The summer of 1974, between my freshman and sophomore years at UT, was one of the most memorable and formative times of my life.
As a budding officer in the Navy ROTC program, I was sent to Pearl Harbor, Hawaii for what was euphemistically called a "cruise." My fellow midshipmen and I lived and worked alongside enlisted men for nine weeks. The work we did – chipping paint, cleaning heads (Navy term for bathroom) – was anything but glamorous. But it was highly educational.
In fact, those nine weeks taught me as much about leadership as any training I received in the forty years that followed. I saw how the actions of the ship’s commanding officer directly impacted the young sailors swabbing decks or working in the 120-degree boiler room. I learned that a leader must take the troops into account in every decision he or she makes. Few experiences in my life had more impact on my thinking as an adult, than that summer cruise.
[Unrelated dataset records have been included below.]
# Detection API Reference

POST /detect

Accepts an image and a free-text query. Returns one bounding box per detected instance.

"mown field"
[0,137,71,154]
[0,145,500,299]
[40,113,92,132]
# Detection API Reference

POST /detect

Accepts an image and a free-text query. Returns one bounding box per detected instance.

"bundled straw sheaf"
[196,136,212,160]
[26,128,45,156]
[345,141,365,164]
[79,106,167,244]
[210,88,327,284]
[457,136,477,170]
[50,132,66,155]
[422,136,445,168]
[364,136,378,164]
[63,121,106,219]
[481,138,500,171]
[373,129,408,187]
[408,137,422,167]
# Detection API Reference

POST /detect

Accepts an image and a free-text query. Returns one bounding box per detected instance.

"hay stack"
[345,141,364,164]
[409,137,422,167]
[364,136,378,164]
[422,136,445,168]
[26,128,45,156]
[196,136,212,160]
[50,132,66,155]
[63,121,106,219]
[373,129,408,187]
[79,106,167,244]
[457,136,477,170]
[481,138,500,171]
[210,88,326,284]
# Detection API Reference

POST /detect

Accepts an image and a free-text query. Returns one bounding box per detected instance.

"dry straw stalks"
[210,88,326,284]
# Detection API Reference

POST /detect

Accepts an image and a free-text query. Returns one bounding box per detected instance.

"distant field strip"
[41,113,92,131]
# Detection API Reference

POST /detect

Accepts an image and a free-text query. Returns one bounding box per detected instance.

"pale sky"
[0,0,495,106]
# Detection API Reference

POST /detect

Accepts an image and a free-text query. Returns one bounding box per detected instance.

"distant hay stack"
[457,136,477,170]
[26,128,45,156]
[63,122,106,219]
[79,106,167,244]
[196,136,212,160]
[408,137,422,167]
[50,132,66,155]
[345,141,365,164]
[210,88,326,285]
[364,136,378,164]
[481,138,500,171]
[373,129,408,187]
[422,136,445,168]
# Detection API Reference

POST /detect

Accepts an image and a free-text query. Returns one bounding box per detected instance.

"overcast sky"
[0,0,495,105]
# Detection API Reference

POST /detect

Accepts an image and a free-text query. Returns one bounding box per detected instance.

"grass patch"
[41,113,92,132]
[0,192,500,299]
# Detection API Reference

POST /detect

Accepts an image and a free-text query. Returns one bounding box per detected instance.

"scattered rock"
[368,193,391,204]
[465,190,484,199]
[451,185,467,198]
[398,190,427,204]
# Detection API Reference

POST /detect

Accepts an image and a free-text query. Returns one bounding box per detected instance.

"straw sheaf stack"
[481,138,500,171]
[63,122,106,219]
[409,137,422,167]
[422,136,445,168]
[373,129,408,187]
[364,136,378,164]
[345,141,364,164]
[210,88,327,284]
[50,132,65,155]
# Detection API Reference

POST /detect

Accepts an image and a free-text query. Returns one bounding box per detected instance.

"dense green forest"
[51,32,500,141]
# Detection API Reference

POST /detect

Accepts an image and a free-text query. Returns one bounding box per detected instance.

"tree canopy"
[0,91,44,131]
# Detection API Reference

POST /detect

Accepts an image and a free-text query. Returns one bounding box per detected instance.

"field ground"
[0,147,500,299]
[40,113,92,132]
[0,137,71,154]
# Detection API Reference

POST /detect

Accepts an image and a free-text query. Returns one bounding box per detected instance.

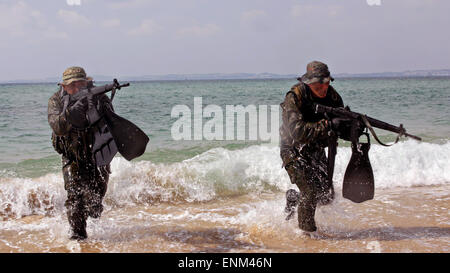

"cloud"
[291,4,343,17]
[108,0,151,9]
[102,19,120,28]
[177,24,220,37]
[58,9,91,27]
[0,1,68,39]
[241,9,270,32]
[241,10,266,22]
[128,19,161,36]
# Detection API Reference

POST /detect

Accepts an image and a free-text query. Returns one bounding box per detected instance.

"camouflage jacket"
[280,82,344,166]
[48,88,113,167]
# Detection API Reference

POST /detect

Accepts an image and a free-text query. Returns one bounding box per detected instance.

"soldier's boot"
[67,208,88,238]
[298,193,317,232]
[317,186,334,206]
[284,189,300,220]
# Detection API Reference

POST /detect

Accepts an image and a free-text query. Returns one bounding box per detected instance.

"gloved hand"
[86,93,101,125]
[66,99,88,128]
[331,118,352,141]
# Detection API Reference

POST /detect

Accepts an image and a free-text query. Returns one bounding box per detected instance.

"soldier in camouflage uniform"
[48,67,113,240]
[280,61,343,232]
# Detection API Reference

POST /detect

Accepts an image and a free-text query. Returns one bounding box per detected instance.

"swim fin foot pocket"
[342,135,375,203]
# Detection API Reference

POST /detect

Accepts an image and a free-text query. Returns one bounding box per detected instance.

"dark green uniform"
[280,81,343,231]
[48,89,112,237]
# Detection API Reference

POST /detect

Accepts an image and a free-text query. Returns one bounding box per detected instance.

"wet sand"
[0,185,450,253]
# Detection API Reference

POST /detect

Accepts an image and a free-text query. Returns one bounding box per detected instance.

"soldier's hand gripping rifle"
[313,103,422,203]
[63,79,149,166]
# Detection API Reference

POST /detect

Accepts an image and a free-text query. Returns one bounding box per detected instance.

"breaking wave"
[0,140,450,220]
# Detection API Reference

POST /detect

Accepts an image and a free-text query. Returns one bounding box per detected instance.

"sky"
[0,0,450,81]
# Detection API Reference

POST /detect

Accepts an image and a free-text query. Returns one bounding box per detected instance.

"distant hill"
[1,69,450,83]
[333,69,450,78]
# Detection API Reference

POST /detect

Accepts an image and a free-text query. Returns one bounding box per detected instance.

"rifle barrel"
[314,103,422,141]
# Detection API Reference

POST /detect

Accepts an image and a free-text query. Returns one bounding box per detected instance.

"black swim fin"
[105,110,150,160]
[92,120,118,166]
[342,134,375,203]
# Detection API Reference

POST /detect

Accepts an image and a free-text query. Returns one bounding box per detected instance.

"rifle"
[313,103,422,203]
[63,79,149,166]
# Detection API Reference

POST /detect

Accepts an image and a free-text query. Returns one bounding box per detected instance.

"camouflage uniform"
[280,61,343,231]
[48,67,112,238]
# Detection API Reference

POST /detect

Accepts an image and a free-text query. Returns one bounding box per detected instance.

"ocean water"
[0,78,450,252]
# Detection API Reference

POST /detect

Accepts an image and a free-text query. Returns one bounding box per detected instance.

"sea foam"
[0,140,450,219]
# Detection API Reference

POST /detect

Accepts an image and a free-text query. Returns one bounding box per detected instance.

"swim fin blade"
[105,108,150,161]
[92,120,117,166]
[342,136,375,203]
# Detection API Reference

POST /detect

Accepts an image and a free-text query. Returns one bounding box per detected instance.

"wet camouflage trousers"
[285,149,334,231]
[63,159,109,233]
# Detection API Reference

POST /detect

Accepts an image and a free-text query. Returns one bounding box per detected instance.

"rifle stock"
[313,103,422,141]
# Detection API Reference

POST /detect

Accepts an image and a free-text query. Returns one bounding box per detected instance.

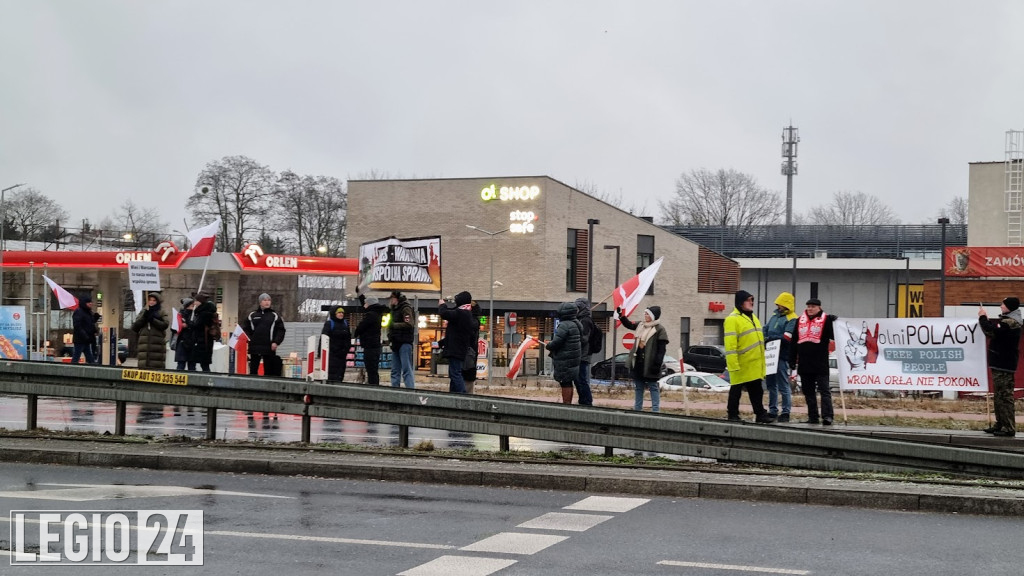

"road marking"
[562,496,650,512]
[658,560,811,575]
[459,532,568,556]
[398,556,516,576]
[205,530,456,550]
[516,512,614,532]
[0,484,294,502]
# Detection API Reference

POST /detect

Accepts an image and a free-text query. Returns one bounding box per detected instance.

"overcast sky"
[0,0,1024,228]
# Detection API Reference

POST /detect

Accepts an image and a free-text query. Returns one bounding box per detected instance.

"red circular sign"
[623,332,637,349]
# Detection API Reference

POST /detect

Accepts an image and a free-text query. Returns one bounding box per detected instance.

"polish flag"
[505,335,541,380]
[43,274,78,310]
[611,256,665,326]
[185,217,220,257]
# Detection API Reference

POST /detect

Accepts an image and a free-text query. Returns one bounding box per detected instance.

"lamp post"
[466,224,511,387]
[604,244,618,386]
[0,183,25,306]
[937,218,949,318]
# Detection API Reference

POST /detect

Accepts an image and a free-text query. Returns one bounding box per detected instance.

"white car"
[657,370,729,392]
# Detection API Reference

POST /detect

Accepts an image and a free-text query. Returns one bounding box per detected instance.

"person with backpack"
[321,305,352,382]
[242,293,285,377]
[575,298,603,406]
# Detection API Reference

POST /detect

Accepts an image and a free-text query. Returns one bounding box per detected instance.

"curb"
[0,441,1024,517]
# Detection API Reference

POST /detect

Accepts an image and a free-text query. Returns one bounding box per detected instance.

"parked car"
[590,353,693,380]
[657,372,729,392]
[683,344,725,374]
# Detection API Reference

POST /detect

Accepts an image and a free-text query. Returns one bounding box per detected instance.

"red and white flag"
[185,217,220,257]
[505,335,541,380]
[611,256,665,326]
[43,274,78,310]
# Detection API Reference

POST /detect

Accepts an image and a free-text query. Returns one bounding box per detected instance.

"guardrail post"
[206,408,217,440]
[25,394,39,430]
[114,400,128,436]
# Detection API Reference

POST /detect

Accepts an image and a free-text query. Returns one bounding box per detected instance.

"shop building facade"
[348,176,739,366]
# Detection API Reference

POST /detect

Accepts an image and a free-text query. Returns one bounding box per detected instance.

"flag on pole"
[43,274,78,310]
[505,335,541,380]
[611,256,665,326]
[185,217,220,256]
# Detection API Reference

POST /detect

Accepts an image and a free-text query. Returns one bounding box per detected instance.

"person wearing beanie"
[387,290,415,388]
[790,298,837,426]
[436,291,479,394]
[978,296,1022,438]
[321,305,352,382]
[615,306,669,412]
[131,292,171,370]
[764,292,797,422]
[546,302,583,404]
[71,294,97,364]
[352,296,387,386]
[724,290,775,424]
[242,294,285,377]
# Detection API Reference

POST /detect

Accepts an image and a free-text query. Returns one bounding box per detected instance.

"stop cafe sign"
[623,332,637,349]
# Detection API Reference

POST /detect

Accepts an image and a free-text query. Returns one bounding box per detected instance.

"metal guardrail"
[0,362,1024,479]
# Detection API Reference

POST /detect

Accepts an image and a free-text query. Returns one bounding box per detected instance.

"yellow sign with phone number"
[121,368,188,386]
A lot of folks around UT have had similar life-changing summer experiences. I have enjoyed hearing and reading about the formative, often exciting, international trips many of our students have had this summer.
Two groups of UT Rio Grande Valley vaqueros braved rain, snow and ice as they trekked through the mountains of Peru. Also in Peru, students from UT San Antonio spent five weeks giving health exams, distributing vitamins, conducting tests and educating families in the underserved communities of the country’s Sacred Valley region.
Engineering students from UT El Paso have been collaborating with counterparts from the University of Guadalajara to develop innovative, "smart city" solutions to the challenges El Paso and Guadalajara share when it comes to mobility, construction, and healthcare.
At UT Tyler, students participating in the Global Awareness Through Education (GATE) program spent five weeks in Vietnam and Cambodia. These Patriots teamed up with students from Hoa Sen University in a service learning program benefitting SOS Children’s Village, home to more than 200 orphans in Ho Chi Minh City.
These examples are, of course, just a small subset of students from our UT institutions who have been broadening their perspectives and making a difference in faraway lands in recent weeks.
We have also received dispatches from, among other places, South Africa, Russia, and Morocco.
As I said a year ago, I believe that getting to know places, cultures and people whose life experiences differ from your own can be the perfect complement to the formal education delivered in classrooms and labs. As much as I love the Lone Star State, and am always happy to be home, I count myself very, very fortunate to have had a first career that took me all over the planet.
That said, higher education is all about discovery, and it’s important to remember that you don’t need to leave the state to change your perspective, to discover new things about the world and yourself.
So as we hurtle toward the end of summer and the beginning of a new semester, let’s keep our eyes, minds and hearts open to the wonders that abound all around us. Remember, there are lessons to be learned in even the most mundane experiences.
Even swabbing the decks!
Thanks, as always, for reading. I’ll write again soon.